We will enter into the presence of God's glory; we will live in the city that has no need of sun or moon to shine on it, for the glory of God will give it light, and its lamp will be the Lamb of God. And God himself will wipe away every tear from our eyes, and death shall be no more. There will never again be mourning nor crying nor pain.
All of this is the encouragement and comfort that you have in God the Father, Son, and Holy Spirit. You have the love, the mercy, and the power from God of the past, the present, and the future. Doesn't such personal knowledge lift you up? Don't you feel good? And as you think about these things and feel good, don't you actually become a good person to be around? You become patient; what seemed to be annoying traits of your neighbor are kind of endearing. You really do want to look out for the interest of others. Christ's model of selfless sacrifice really is inspiring. You want to be like Jesus.
It is not difficult to understand what is going on. As we feel loved, so we love. As we feel encouraged, so we want to encourage others. As we understand God's loving patience with us, so we feel patient towards our neighbor. We do not love because we are commanded to love. We love because we know God first loved us and loves us, and so we gladly obey our Lord's command to love. We do not humble ourselves out of willpower because the Bible tells us to. We are humbled as we are taken up with the joy and peace of knowing our Lord. It is difficult to be resentful or jealous of others while we are feeling blessed.
I think this was the apostle Paul's secret. Do you recall Christ's description of his calling for Paul? I will read it from Acts 9:15: "…he is a chosen instrument of mine to carry my name before the Gentiles and kings and the children of Israel. For I will show him how much he must suffer for the sake of my name." A bit of a daunting commission, and yet Paul embraced it. How could he embrace suffering for Christ? I think he experienced what he prayed the believers in Ephesus would personally come to know.

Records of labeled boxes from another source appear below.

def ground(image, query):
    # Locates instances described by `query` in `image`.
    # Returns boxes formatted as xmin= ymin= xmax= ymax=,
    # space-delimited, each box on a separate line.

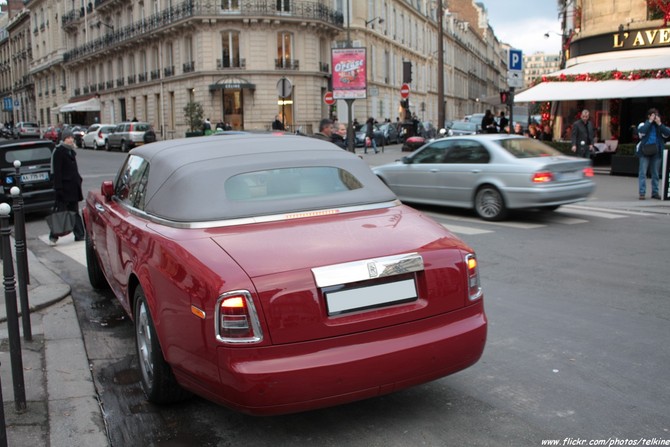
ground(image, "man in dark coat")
xmin=49 ymin=129 xmax=85 ymax=244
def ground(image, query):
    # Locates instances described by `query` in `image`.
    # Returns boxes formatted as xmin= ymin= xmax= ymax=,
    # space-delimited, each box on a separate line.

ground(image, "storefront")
xmin=515 ymin=27 xmax=670 ymax=143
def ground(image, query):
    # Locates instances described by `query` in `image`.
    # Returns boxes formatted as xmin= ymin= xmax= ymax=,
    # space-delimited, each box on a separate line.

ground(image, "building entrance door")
xmin=221 ymin=89 xmax=244 ymax=130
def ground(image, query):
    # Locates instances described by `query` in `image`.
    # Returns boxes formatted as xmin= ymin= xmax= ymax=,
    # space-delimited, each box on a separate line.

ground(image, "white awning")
xmin=58 ymin=98 xmax=100 ymax=113
xmin=514 ymin=50 xmax=670 ymax=103
xmin=514 ymin=79 xmax=670 ymax=103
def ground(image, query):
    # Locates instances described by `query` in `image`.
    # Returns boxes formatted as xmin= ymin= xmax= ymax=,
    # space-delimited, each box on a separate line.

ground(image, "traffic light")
xmin=500 ymin=90 xmax=511 ymax=105
xmin=402 ymin=61 xmax=412 ymax=84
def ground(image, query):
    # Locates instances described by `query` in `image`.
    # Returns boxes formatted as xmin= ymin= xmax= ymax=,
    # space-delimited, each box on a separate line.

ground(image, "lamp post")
xmin=437 ymin=0 xmax=444 ymax=128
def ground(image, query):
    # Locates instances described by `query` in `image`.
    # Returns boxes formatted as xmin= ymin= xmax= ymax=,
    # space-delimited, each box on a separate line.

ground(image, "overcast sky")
xmin=479 ymin=0 xmax=561 ymax=54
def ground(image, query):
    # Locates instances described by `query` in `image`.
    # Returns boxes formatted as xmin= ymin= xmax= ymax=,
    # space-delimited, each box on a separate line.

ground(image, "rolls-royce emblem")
xmin=368 ymin=262 xmax=379 ymax=278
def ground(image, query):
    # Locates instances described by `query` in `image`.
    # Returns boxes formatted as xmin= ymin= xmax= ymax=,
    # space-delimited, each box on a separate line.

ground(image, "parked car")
xmin=373 ymin=134 xmax=595 ymax=220
xmin=447 ymin=121 xmax=481 ymax=136
xmin=379 ymin=123 xmax=400 ymax=144
xmin=0 ymin=139 xmax=56 ymax=213
xmin=83 ymin=134 xmax=487 ymax=415
xmin=82 ymin=124 xmax=116 ymax=150
xmin=355 ymin=123 xmax=385 ymax=147
xmin=401 ymin=136 xmax=426 ymax=152
xmin=14 ymin=121 xmax=41 ymax=138
xmin=70 ymin=124 xmax=87 ymax=147
xmin=42 ymin=126 xmax=60 ymax=143
xmin=105 ymin=121 xmax=156 ymax=152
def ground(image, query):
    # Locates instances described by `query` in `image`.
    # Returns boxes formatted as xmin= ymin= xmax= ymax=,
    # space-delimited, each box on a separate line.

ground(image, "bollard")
xmin=9 ymin=187 xmax=33 ymax=341
xmin=0 ymin=203 xmax=26 ymax=413
xmin=0 ymin=360 xmax=7 ymax=447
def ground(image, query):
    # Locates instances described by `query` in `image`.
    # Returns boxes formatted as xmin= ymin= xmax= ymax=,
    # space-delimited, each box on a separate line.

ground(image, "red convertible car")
xmin=84 ymin=134 xmax=487 ymax=415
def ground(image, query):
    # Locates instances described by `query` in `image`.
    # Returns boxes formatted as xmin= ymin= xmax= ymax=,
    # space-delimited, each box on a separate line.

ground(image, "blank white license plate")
xmin=326 ymin=279 xmax=417 ymax=315
xmin=21 ymin=172 xmax=49 ymax=183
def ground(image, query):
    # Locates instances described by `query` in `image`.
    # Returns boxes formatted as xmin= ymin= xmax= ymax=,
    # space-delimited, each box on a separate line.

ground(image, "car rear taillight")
xmin=531 ymin=171 xmax=554 ymax=183
xmin=216 ymin=290 xmax=263 ymax=343
xmin=465 ymin=254 xmax=482 ymax=301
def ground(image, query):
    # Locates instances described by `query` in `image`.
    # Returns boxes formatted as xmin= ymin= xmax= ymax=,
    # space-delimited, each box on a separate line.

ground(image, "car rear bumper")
xmin=184 ymin=301 xmax=487 ymax=415
xmin=505 ymin=182 xmax=595 ymax=208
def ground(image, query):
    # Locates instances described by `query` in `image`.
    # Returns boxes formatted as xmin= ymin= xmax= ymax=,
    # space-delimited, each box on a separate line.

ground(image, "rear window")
xmin=498 ymin=138 xmax=563 ymax=158
xmin=224 ymin=166 xmax=363 ymax=202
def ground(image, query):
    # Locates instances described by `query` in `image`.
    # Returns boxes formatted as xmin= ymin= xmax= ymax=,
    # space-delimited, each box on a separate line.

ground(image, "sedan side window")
xmin=114 ymin=155 xmax=149 ymax=209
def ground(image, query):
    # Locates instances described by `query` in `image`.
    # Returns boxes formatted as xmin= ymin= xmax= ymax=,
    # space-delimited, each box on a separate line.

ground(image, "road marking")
xmin=39 ymin=234 xmax=86 ymax=266
xmin=561 ymin=208 xmax=627 ymax=219
xmin=442 ymin=223 xmax=494 ymax=234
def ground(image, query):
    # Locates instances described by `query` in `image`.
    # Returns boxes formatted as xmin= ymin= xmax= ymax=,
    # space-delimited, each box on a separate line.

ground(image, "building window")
xmin=218 ymin=31 xmax=240 ymax=68
xmin=277 ymin=32 xmax=293 ymax=68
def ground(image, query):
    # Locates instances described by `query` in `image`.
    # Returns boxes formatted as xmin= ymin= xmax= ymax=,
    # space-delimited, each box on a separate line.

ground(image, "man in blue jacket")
xmin=635 ymin=108 xmax=670 ymax=200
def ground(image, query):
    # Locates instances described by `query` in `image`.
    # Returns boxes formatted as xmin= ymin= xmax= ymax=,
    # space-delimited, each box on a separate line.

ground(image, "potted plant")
xmin=610 ymin=143 xmax=640 ymax=176
xmin=184 ymin=101 xmax=205 ymax=138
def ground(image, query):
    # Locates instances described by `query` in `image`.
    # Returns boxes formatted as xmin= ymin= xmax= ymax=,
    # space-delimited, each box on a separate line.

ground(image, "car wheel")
xmin=135 ymin=287 xmax=189 ymax=404
xmin=86 ymin=232 xmax=109 ymax=290
xmin=475 ymin=185 xmax=507 ymax=220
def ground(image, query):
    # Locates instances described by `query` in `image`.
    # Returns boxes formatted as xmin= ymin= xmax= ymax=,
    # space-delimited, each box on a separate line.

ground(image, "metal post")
xmin=10 ymin=187 xmax=33 ymax=341
xmin=0 ymin=203 xmax=26 ymax=413
xmin=437 ymin=0 xmax=445 ymax=129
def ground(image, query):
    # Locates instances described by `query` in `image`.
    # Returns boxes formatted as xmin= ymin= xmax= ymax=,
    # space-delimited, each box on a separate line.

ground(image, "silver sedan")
xmin=373 ymin=134 xmax=595 ymax=220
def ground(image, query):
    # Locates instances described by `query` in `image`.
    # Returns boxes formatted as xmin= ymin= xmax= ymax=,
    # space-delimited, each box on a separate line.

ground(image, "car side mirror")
xmin=100 ymin=180 xmax=114 ymax=200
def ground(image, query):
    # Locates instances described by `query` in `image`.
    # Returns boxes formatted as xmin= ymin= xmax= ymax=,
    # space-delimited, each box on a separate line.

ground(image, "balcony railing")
xmin=63 ymin=0 xmax=344 ymax=62
xmin=275 ymin=59 xmax=300 ymax=70
xmin=216 ymin=57 xmax=247 ymax=70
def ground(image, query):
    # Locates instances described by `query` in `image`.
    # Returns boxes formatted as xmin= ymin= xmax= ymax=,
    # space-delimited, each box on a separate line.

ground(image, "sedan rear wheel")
xmin=475 ymin=186 xmax=507 ymax=220
xmin=135 ymin=287 xmax=189 ymax=404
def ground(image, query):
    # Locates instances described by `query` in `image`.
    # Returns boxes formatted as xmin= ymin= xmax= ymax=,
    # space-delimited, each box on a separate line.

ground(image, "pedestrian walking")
xmin=635 ymin=108 xmax=670 ymax=200
xmin=49 ymin=129 xmax=85 ymax=244
xmin=571 ymin=109 xmax=596 ymax=158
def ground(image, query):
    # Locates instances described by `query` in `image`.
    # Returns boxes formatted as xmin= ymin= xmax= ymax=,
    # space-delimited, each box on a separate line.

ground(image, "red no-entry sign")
xmin=400 ymin=84 xmax=409 ymax=99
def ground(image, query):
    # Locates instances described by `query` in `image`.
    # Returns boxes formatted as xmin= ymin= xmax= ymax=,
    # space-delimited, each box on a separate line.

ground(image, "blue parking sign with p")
xmin=509 ymin=49 xmax=523 ymax=70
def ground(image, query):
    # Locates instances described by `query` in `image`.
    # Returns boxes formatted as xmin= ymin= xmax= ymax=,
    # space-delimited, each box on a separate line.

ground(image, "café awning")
xmin=58 ymin=98 xmax=100 ymax=113
xmin=514 ymin=51 xmax=670 ymax=103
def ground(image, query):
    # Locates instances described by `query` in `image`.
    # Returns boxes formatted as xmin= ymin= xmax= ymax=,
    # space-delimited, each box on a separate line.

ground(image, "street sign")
xmin=507 ymin=48 xmax=523 ymax=87
xmin=323 ymin=92 xmax=335 ymax=106
xmin=277 ymin=78 xmax=293 ymax=99
xmin=400 ymin=84 xmax=409 ymax=99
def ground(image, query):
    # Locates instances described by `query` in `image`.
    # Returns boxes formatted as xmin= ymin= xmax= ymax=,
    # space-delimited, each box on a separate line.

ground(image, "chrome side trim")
xmin=312 ymin=253 xmax=424 ymax=287
xmin=116 ymin=200 xmax=401 ymax=229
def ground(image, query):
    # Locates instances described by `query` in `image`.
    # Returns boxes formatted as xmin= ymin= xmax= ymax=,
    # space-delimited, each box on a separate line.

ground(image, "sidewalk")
xmin=0 ymin=145 xmax=670 ymax=447
xmin=0 ymin=240 xmax=109 ymax=447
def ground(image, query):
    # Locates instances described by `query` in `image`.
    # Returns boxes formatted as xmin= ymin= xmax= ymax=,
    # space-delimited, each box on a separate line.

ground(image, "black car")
xmin=0 ymin=139 xmax=56 ymax=212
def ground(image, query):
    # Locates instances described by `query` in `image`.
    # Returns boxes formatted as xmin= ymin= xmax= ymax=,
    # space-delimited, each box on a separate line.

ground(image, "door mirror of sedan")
xmin=100 ymin=180 xmax=114 ymax=200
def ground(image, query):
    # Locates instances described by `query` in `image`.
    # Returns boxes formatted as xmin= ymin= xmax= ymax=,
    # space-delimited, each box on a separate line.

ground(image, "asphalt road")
xmin=28 ymin=144 xmax=670 ymax=447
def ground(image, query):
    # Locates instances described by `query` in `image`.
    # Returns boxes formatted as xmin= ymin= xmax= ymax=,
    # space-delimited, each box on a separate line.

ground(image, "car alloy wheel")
xmin=475 ymin=186 xmax=507 ymax=220
xmin=135 ymin=287 xmax=190 ymax=404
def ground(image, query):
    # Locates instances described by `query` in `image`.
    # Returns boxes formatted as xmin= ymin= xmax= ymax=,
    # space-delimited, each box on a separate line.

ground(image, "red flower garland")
xmin=531 ymin=68 xmax=670 ymax=87
xmin=647 ymin=0 xmax=670 ymax=26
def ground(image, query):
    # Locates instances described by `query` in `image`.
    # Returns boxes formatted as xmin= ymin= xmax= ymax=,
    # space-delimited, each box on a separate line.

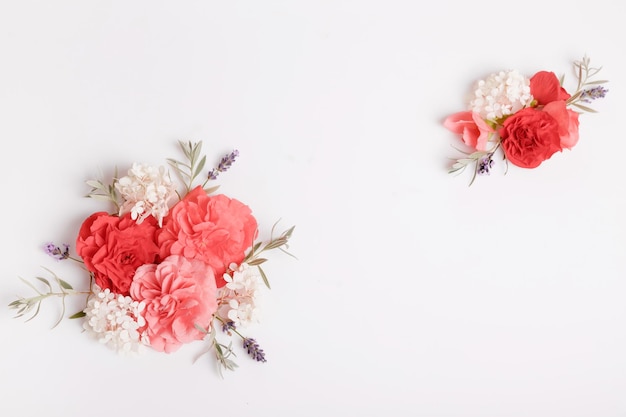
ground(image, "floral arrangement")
xmin=444 ymin=57 xmax=608 ymax=185
xmin=9 ymin=142 xmax=294 ymax=374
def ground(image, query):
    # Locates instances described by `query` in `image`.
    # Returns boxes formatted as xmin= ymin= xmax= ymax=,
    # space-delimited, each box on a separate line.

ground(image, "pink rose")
xmin=530 ymin=71 xmax=570 ymax=105
xmin=542 ymin=100 xmax=578 ymax=149
xmin=130 ymin=255 xmax=217 ymax=353
xmin=76 ymin=212 xmax=159 ymax=295
xmin=443 ymin=111 xmax=494 ymax=151
xmin=157 ymin=187 xmax=257 ymax=287
xmin=500 ymin=107 xmax=562 ymax=168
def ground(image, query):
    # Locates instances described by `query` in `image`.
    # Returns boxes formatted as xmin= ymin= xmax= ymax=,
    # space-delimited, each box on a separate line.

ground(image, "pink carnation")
xmin=157 ymin=187 xmax=257 ymax=287
xmin=443 ymin=111 xmax=495 ymax=151
xmin=76 ymin=212 xmax=159 ymax=295
xmin=130 ymin=256 xmax=217 ymax=353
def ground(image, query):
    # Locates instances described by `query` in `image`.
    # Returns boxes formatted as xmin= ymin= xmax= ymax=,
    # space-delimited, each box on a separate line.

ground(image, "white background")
xmin=0 ymin=0 xmax=626 ymax=417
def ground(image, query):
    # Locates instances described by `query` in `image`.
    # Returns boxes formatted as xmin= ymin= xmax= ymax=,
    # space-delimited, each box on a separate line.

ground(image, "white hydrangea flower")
xmin=115 ymin=163 xmax=176 ymax=226
xmin=469 ymin=70 xmax=533 ymax=120
xmin=219 ymin=263 xmax=262 ymax=327
xmin=83 ymin=285 xmax=149 ymax=354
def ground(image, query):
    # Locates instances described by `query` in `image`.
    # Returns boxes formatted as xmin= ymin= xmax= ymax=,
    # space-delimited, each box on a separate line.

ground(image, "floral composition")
xmin=9 ymin=142 xmax=294 ymax=374
xmin=444 ymin=57 xmax=608 ymax=185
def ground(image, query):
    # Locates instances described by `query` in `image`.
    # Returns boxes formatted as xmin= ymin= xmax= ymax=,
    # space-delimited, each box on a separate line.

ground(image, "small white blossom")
xmin=83 ymin=285 xmax=149 ymax=354
xmin=115 ymin=163 xmax=176 ymax=226
xmin=219 ymin=263 xmax=262 ymax=327
xmin=469 ymin=70 xmax=533 ymax=120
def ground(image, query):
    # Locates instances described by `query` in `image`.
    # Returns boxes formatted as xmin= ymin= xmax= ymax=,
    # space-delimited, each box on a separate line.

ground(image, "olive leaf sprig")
xmin=9 ymin=268 xmax=91 ymax=328
xmin=561 ymin=56 xmax=609 ymax=113
xmin=167 ymin=140 xmax=206 ymax=192
xmin=86 ymin=167 xmax=120 ymax=211
xmin=242 ymin=222 xmax=295 ymax=288
xmin=195 ymin=319 xmax=239 ymax=378
xmin=167 ymin=141 xmax=239 ymax=194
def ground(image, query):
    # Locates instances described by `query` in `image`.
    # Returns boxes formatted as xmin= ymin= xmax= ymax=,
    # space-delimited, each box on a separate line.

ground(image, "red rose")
xmin=530 ymin=71 xmax=570 ymax=105
xmin=542 ymin=100 xmax=578 ymax=149
xmin=157 ymin=187 xmax=257 ymax=288
xmin=499 ymin=107 xmax=562 ymax=168
xmin=76 ymin=212 xmax=159 ymax=295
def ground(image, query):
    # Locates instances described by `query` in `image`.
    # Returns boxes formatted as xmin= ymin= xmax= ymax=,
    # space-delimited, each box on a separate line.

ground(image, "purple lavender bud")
xmin=580 ymin=85 xmax=609 ymax=103
xmin=222 ymin=320 xmax=236 ymax=333
xmin=44 ymin=242 xmax=70 ymax=261
xmin=243 ymin=338 xmax=267 ymax=362
xmin=476 ymin=154 xmax=495 ymax=175
xmin=207 ymin=149 xmax=239 ymax=180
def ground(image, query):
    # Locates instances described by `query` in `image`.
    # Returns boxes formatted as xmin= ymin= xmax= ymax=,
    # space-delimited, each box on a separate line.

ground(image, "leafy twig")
xmin=9 ymin=268 xmax=91 ymax=328
xmin=167 ymin=140 xmax=206 ymax=192
xmin=243 ymin=220 xmax=295 ymax=288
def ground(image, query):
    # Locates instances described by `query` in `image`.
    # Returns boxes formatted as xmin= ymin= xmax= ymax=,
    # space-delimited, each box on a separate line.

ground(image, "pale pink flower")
xmin=130 ymin=255 xmax=217 ymax=353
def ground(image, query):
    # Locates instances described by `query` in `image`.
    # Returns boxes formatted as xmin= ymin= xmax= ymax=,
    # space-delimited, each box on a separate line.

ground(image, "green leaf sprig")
xmin=242 ymin=222 xmax=295 ymax=288
xmin=9 ymin=268 xmax=91 ymax=328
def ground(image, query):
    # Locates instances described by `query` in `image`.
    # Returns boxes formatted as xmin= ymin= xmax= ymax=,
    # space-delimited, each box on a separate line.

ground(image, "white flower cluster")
xmin=220 ymin=263 xmax=262 ymax=327
xmin=83 ymin=285 xmax=149 ymax=354
xmin=469 ymin=70 xmax=533 ymax=120
xmin=115 ymin=163 xmax=176 ymax=226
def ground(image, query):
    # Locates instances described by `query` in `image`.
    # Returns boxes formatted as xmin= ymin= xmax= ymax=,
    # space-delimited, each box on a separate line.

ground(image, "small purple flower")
xmin=222 ymin=320 xmax=235 ymax=333
xmin=243 ymin=337 xmax=267 ymax=362
xmin=208 ymin=149 xmax=239 ymax=180
xmin=44 ymin=242 xmax=70 ymax=261
xmin=476 ymin=154 xmax=495 ymax=175
xmin=580 ymin=85 xmax=609 ymax=103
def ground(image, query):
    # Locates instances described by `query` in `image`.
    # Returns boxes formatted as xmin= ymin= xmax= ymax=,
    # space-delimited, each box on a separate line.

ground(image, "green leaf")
xmin=35 ymin=277 xmax=52 ymax=292
xmin=56 ymin=277 xmax=74 ymax=290
xmin=85 ymin=180 xmax=105 ymax=190
xmin=204 ymin=185 xmax=220 ymax=194
xmin=193 ymin=156 xmax=206 ymax=178
xmin=69 ymin=311 xmax=87 ymax=320
xmin=20 ymin=277 xmax=42 ymax=295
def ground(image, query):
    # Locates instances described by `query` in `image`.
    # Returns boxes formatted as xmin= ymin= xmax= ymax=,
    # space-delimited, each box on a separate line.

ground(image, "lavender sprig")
xmin=578 ymin=85 xmax=609 ymax=103
xmin=476 ymin=153 xmax=495 ymax=175
xmin=207 ymin=149 xmax=239 ymax=180
xmin=222 ymin=320 xmax=236 ymax=335
xmin=44 ymin=242 xmax=70 ymax=261
xmin=243 ymin=337 xmax=267 ymax=362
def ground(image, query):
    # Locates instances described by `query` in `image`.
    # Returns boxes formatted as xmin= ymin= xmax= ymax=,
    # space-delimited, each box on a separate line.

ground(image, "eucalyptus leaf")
xmin=56 ymin=277 xmax=74 ymax=290
xmin=68 ymin=311 xmax=87 ymax=320
xmin=257 ymin=265 xmax=272 ymax=290
xmin=248 ymin=258 xmax=267 ymax=266
xmin=35 ymin=277 xmax=52 ymax=292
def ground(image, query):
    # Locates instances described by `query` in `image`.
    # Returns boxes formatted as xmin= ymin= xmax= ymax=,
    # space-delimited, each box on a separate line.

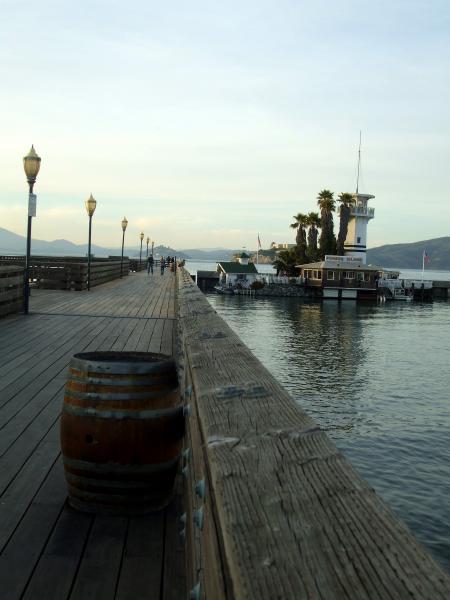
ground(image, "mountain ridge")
xmin=0 ymin=227 xmax=450 ymax=271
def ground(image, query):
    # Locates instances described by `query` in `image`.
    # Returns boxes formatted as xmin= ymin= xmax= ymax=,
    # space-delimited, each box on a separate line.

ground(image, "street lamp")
xmin=84 ymin=194 xmax=97 ymax=290
xmin=23 ymin=146 xmax=41 ymax=315
xmin=120 ymin=217 xmax=128 ymax=277
xmin=139 ymin=231 xmax=144 ymax=267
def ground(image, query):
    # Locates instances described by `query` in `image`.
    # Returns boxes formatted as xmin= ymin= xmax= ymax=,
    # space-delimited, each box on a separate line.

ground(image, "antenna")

For this reason I bow my knees before the Father, from whom every family in heaven and on earth is named, that according to the riches of his glory he may grant you to be strengthened with power through his Spirit in your inner being, so that Christ may dwell in your hearts through faith–that you, being rooted and grounded in love, may have strength to comprehend with all the saints what is the breadth and length and height and depth, and to know the love of Christ that surpasses knowledge, that you may be filled with all the fullness of God (3:14-19).
Paul wanted his readers to experience what already exists – the love of Christ. May you know such love and be encouraged in Christ, comforted by the love of God, and strengthened by the fellowship of the Holy Spirit.